Help!! Assuming that the manufacturer confirms the bad install, should the entire roof be ripped off and a new one installed or is it OK to roof over the old one.. I'm look for opinions on what I should insist on from the builder and what an "acceptable" resolution might be. In a perfect world, I get a new roof (not one on top and not a repair), but I'm hoping for the best and preparing for the worst (legal actions)..

Please comment.

Thanks in advance.

John
[email protected]


----------



## Grumpy (Oct 8, 2003)

6 1/2 years old and the builder is still servicing the warranty. That's a good builder for you.

Sounds like major installation error. You may also check if the nails were sunk deep enough. 

It is commonly accepted to install over an existing roof in many areas. I, as a roofer, prefer not to. If leaks aren't your problem then you may as well go for the lay over. If your also experiencing leaks in addition to your blow-offs then insist on a new roof. 

It's always hard to give home owners advice like this without actually seeing the house. I have to assume that what you say is 100% accurate, and it's been my findings that usually the home owner has no idea what they are talking about. In this case you seem as if you have educated yourself so I will trust that is true.

Call a roofer and offer to pay him for an inspection. Don't go into too much detail about why, but let him know you think your roof was installed improperly and you want an expert opinion. It'd be nice if you tip him too


----------



## Guest (Mar 31, 2004)

Grumpy,

Thanks for your $.02!..

Yes, Out builder has been quite good to us (as good as the builder-buyer relationship goes). We actually did have the roof looked at by a highly trusted roofer of 20 years that did my in-laws roof recently and he didn't get up on the roof but he inspected the shingles as well and gave us the number for certainteed to at least go through the claim process.

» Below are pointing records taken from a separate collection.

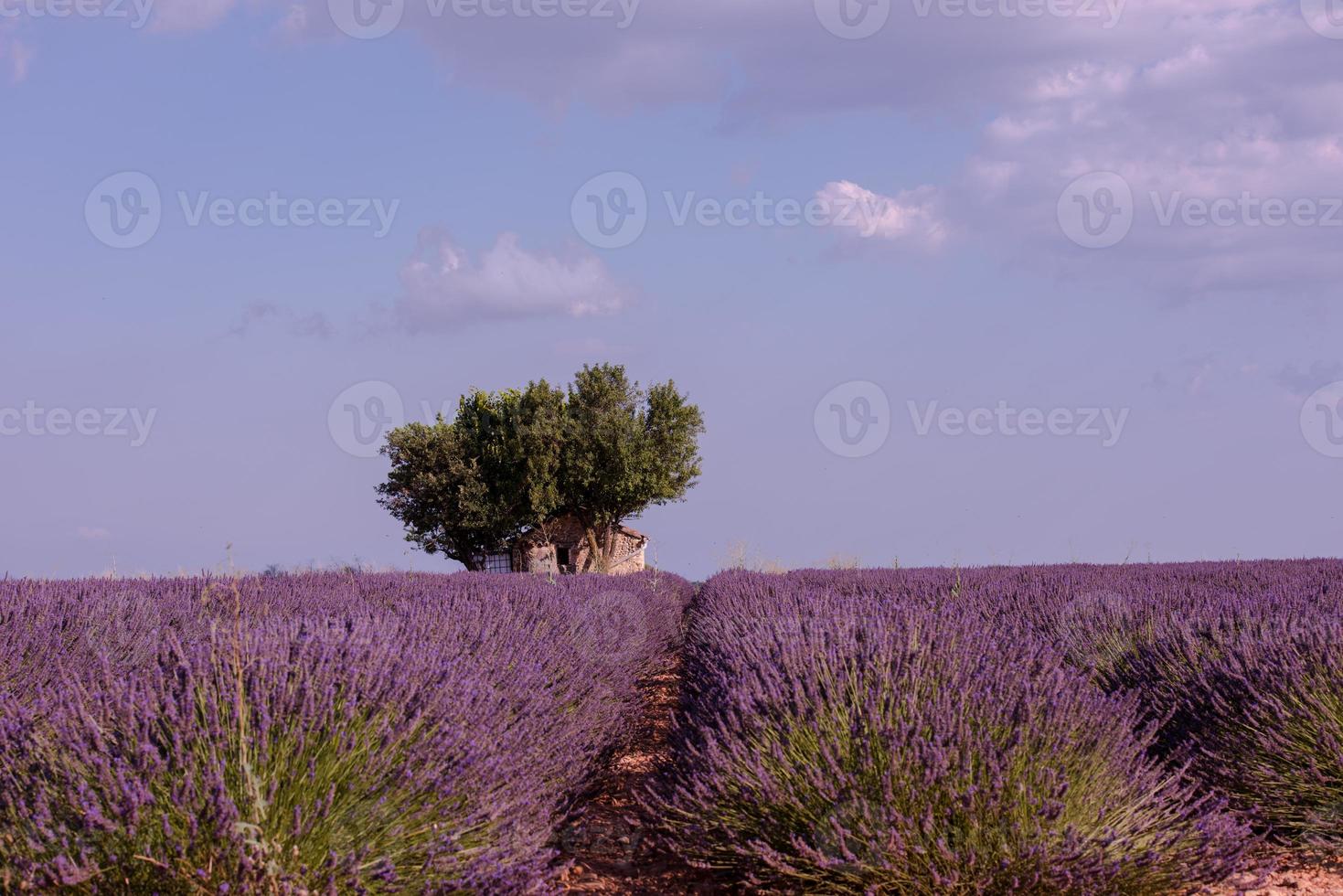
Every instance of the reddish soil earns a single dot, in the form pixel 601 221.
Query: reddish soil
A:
pixel 610 840
pixel 1296 875
pixel 613 849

I read there is some acceptable variance from the nail line, but after I flipped the shingle over, it's clear that it would be better to be below it to penetrate both layers vs above it and you miss the one layer all together... All of these missed both layers.

Builder states that I live on a very windy street, but the Landmark 25 shingles are rated at 70 mph and 80 if 6 nails are used... I'm far from a roofing expert, but did print out the installation instructions and have surfed the net to see what is correct.. Heck, I installed the roof on my 12 x 16 shed and not a single shingle has flown off .. And all of my 21 neighbors have no problems either. As for less than 3 nails or u evenly spaced nails, the builder told me once the shingles adhere to each other, that's not an issue (phooey I say!).

Thanks again for your opinion.

P.S. We do have one leak that we discovered as I got dripped on in bed, but it's where shingles are missing and the builder & roofer were supposed to come today to look at the roof and we've put a bucket in the attic to catch any water.. 

Take care,

John


----------



## dougger222 (Jan 29, 2004)

Not good! I repaired a two week old roof once (new contruction) and found some 15 different problems with the installation. The homeowner got a new roof. I would demand a tear off. Two layers on a 6.5 year old roof is insane. The roofers that did the install should be working at McDonalds.


----------



## Grumpy (Oct 8, 2003)

Maybe the roofer was working at mc'donalds and pulled a weekend side job 

Stranger things have happened.


----------



## boardslinger (Apr 1, 2004)

Yes it should be ripped off. A 6 1/2 yr old roof should never haveto be replaced in the first place. If the manufacturers confirm a bad install, call teh contractor who did the roof and give them a copy of the report. then have them replace it. Tear off, dry in and re-roof. If you don't want them to touch it again, and I wouldn't blame ya, Find a reputable co. Hope this works out for you.


----------



## Glasshousebltr (Feb 9, 2004)

I havn't seen anyone say anything about the plastic film over the seal. The installer may have left the film over the seal preventing the new shingles from properly sealing together. This added to the fact it sounds like they didn't use nails long enough to reach the sheathing leads to some future problems big time. I'd say you have no choice now, it's got to come off.

Bob


----------



## Guest (Apr 5, 2004)

The film on the back on my shinges states "do not remove this tape".. and from what I've read, it's designed to help prevent the shingles from sticking together in the bundles..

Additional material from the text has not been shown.